The return of optimism

With many industrial segments recovering, the Year of the Rooster promises to help the real economy shake off recent troubles and crow again
Economy trackers are highlighting facts and figures to indicate that the Chinese economy is entering 2017 on a strong footing - eclipsing last year's tepid data and unstable financial markets.
For instance, the Purchasing Managers' Index, or PMI, jumped to its highest mark in more than two-years to 51.7 in November, beating economists' expectations. Construction and consumer services hit their highest mark since mid-2014.
More glad tidings are coming from the energy industry, especially its renewable power segment, innovation, pharmaceuticals, overseas mergers and acquisitions and the Belt and Road Initiative, along with measures like supply-side reforms to reduce excess industrial capacity and shed nonviable assets.

To prevent money from pouring into speculative bubbles like equities and property, Beijing has prioritized the real economy as a major drive for sustainable and healthy economic growth, according to the Central Economic Conference in December, which set the tone for economic development in 2017.
These are now seen as positives that could well outweigh concerns like capital outflows, a depreciating currency and rising labor costs.
Gao Qiang, general manger of Shanghai Ruijia Industry Co, an electric toolmaker, says he expects the New Year to be decisive for the company and the Chinese economy.
Ruijia began destocking its AC-powered gardening tools, which represented 90 percent of its inventory, late last year. Instead, it began focusing on new-energy technologies. The efforts are beginning to pay off.
"Customers from the US and Europe flocked to the company's booth, steering clear of AC-power tools and checking prices of tools that use new-energy technologies," Gao reported in November after returning from the China Import and Export Fair in Guangzhou, Guangdong province, the country's largest trade event.
The government's call for industrial upgrades has propelled Ruijia, a 50 million yuan ($7.3 million; 6.8 million euros; 5.8 million) business in rural Shanghai, to embrace renewable energy. "The year 2016 was the nadir for many manufacturers like us. With constant innovation and upscaling, we are already seeing signs of recovery," Gao says.
Ruijia, he says, has already secured three orders from Spain for delivery this year.
Such signs of recovery are emerging all across the $10 trillion-plus economy, which is bouncing back from last year's sagging export manufacturing that created a drag on growth, experts said.
For instance, hectic deal-making activity at PowerArk Group, a photovoltaic firm, kept founder and chief executive officer Brendan Li awake late at night in the runup to Spring Festival.
PowerArk inked major deals with Chinese and Dutch buyers in January.
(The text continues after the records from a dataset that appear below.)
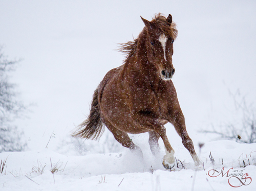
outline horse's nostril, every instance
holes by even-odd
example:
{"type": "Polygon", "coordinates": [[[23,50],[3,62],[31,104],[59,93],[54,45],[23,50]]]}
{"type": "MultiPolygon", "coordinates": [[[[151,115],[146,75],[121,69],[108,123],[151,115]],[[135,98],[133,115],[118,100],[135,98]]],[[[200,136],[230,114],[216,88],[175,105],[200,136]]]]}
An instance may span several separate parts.
{"type": "Polygon", "coordinates": [[[172,70],[172,76],[173,76],[173,75],[174,74],[174,73],[175,72],[175,68],[173,68],[172,70]]]}
{"type": "Polygon", "coordinates": [[[164,71],[164,70],[162,70],[162,75],[163,75],[163,76],[165,76],[165,72],[164,71]]]}

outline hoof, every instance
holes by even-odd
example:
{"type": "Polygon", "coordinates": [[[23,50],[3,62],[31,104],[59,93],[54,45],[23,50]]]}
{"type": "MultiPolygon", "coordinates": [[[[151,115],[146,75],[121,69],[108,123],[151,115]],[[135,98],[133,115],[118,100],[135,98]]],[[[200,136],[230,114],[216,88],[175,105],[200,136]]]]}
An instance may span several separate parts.
{"type": "Polygon", "coordinates": [[[172,169],[175,165],[174,162],[173,163],[168,163],[164,159],[164,158],[163,158],[163,160],[162,160],[162,164],[163,164],[163,167],[164,167],[166,169],[172,169]]]}

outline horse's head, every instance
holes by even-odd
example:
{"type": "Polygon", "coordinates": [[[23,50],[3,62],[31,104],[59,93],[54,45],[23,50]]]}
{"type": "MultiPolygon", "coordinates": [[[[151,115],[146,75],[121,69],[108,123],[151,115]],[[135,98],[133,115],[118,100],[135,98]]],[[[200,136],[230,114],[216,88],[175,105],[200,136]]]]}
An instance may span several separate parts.
{"type": "Polygon", "coordinates": [[[145,46],[148,61],[158,69],[163,80],[170,80],[175,72],[173,65],[173,42],[177,36],[172,17],[161,15],[149,21],[141,17],[146,31],[145,46]]]}

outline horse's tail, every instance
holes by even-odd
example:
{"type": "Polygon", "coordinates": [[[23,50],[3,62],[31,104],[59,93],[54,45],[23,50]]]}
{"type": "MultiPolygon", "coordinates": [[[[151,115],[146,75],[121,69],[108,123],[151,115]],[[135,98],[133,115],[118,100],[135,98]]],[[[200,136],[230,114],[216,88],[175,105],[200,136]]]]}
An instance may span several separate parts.
{"type": "Polygon", "coordinates": [[[88,118],[78,126],[72,136],[93,140],[99,138],[102,134],[104,131],[104,124],[100,117],[98,103],[98,87],[94,91],[88,118]]]}

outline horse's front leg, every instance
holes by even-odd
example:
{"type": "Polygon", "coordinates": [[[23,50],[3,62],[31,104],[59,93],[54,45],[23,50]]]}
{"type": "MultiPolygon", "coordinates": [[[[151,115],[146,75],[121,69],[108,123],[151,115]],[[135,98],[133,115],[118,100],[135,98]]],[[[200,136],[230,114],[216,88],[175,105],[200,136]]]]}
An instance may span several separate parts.
{"type": "Polygon", "coordinates": [[[185,118],[181,111],[181,109],[176,109],[170,119],[170,122],[174,125],[177,132],[181,137],[182,144],[186,149],[189,152],[195,162],[196,166],[202,164],[199,158],[195,151],[193,141],[188,136],[186,129],[185,118]]]}
{"type": "Polygon", "coordinates": [[[165,150],[165,155],[163,156],[162,163],[165,169],[169,169],[174,166],[174,150],[173,149],[166,135],[166,130],[164,126],[160,123],[154,126],[154,131],[163,139],[165,150]]]}
{"type": "Polygon", "coordinates": [[[150,132],[150,146],[153,154],[155,154],[155,149],[159,147],[158,139],[160,137],[163,140],[165,150],[165,155],[164,156],[162,161],[163,166],[165,169],[171,169],[174,166],[175,157],[174,150],[173,149],[168,140],[166,133],[166,129],[164,126],[159,123],[157,120],[150,116],[141,117],[140,124],[142,126],[154,131],[150,132]],[[144,123],[142,123],[143,121],[144,123]],[[156,147],[156,148],[155,147],[156,147]]]}

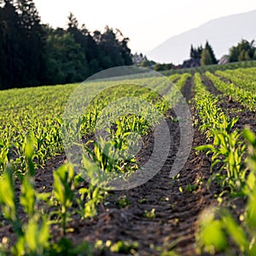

The firm first established its business in Australia in 2011, and made its name as one of the largest authorized solar panel distributors and wholesalers there.
"No other market can rival China in terms of starting a new business, turning it profitable and at the same time contributing to social progress," says Li, who is now overseeing the firm's ambitious plan to list in the next three years.
The explosive growth in energy demand has inspired China to develop clean energy, while optimizing its energy mix, Li says. The photovoltaic industry has greater potential as solar energy is easier to access than other new energy sources like wind, biomass and nuclear, she said.
China is expected to continue to be the world's fastest-growing solar PV market through 2020, according to the National Energy Administration. The ambitious push for renewables is supported by a host of policies and regulations such as the PV Pioneer program, which encourages energy efficiency and domestic renewable energy deployment.
"Thanks to government policies and the ongoing education of the market, the time is ripe for China's PV industry to take off," says Li, who remains bullish that the 500 million yuan business will reach a broader customer base in three years.
Perhaps, China's power industry and related segments exemplify the current sense of optimism more than others. Qi Yifu, president of Delixi-Electric, a low-voltage electrical products and solutions provider, knows how cutting-edge technologies can be more than just cash cows.
The company, headquartered in Anhui province, together with parent Delixi Group, has provided more than 160 patented technologies for the Shenzhou V and Shenzhou VI spacecraft launch projects.
Switch gears, circuit-breakers and transformers manufactured by Delixi have been widely applied in the launch process and in radars, missiles and tracking. "The implementation of supply-side structural reforms creates a favorable macro climate for the whole low-voltage electric industry," says Qi, whose company exports to more than 50 countries.
To outperform its peers, Delixi has established its first authorized retail network and an e-service platform to offer customers a one-stop shopping experience. It is also leveraging big data analysis, a rarity in the low-voltage electricity industry around the world.
Such openness to adopting new processes and mindsets marks Chinese businesses wishing to accomplish the daunting task of going global.
For instance, Luye Pharma, which started out as a maker of traditional Chinese medicine, is now betting on new formulations of drugs for neurological and psychiatric disorders, as well as international partnerships, to attain its goal of becoming one of the world's top 100 pharmaceutical firms by 2020.